Поскольку многие не прочтут книг Н. М. или не смогут проверить их пункт за пунктом, я думаю, важно рассмотреть главные обвинения Каверина. Цитируя Н. М., Каверин несколько раз слегка меняет слова (и делает пропуски) и пунктуацию и, что еще важнее, вырывает куски из контекста, добавляя свою интерпретацию. Нелепо его утверждение, будто Н. М. задалась целью показать, что, кроме Мандельштама, Ахматовой и ее самой, современной русской литературы не существовало. Так прочесть ее никому не пришло бы в голову за пределами московского и ленинградского литературных кругов. Если рассказывать о том, как обращались коллеги с Мандельштамом, с ней и с другими жертвами сталинского террора, оскорбительно для их достоинства – то да, она оскорбила и осрамила некоторых писателей. И она с полным основанием относится критически к их творчеству.

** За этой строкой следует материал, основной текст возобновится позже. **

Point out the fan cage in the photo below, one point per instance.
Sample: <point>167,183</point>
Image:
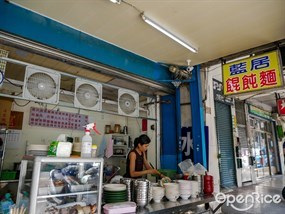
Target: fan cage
<point>88,95</point>
<point>41,85</point>
<point>128,103</point>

Каверин спрашивает: “Кто дал вам право судить художников, одаривших блистательными произведениями свою страну и весь мир?” Странный, но симптоматичный вопрос – спрашивать ту, чей муж был убит при участии писателей и чья жизнь, так же, как у ее ближайших друзей, превратилась в постоянный ужас. Но помимо этого – разве не у каждого человека есть право судить? Публично выражать свое мнение? Позиция, о которой я сказал выше, здесь подразумевается: если писатель “одарил весь мир блистательными произведениями”, то нельзя низводить Искусство до житейского уровня, представляя творца в дурном свете. Далее Каверин упрекает Н. М. в том, что у нее нет “литературного образования”. Такая нелепая претензия со стороны почтенного автора могла возникнуть только в обществе, где масса писателей и критиков проходят обучение в официальных литературных заведениях. (Кстати, у Н. М. была ученая степень по филологии.) Каверин приводит список “талантливых писателей и честных людей”, от Горького до Мейерхольда, и подает его так, словно талант и честь всех названных не подлежат сомнению. Я слышал, однако, что честь почти каждого из них в то или иное время вызывала вопросы (начиная с Горького, чье злобное лицемерие признается почти всеми), а по поводу их литературных заслуг мнения расходятся самым решительным образом. И вот что важно: к разным писателям, как к людям и к художникам, Н. М. относится очень по-разному, а вовсе не всегда отрицательно, как утверждает Каверин.

Для Каверина особенно интересен разговор о Юрии Тынянове. Тынянов был его близким другом, и Каверин был женат на сестре Тынянова – так что он был заинтересованный стороной. Тынянова (1894–1943) многие западные слависты считают одним из лучших литературных критиков советского периода. С ними согласны и многие советские критики, но среди иностранцев немногие станут утверждать, что его художественная проза представляет интерес для кого-нибудь, кроме русских.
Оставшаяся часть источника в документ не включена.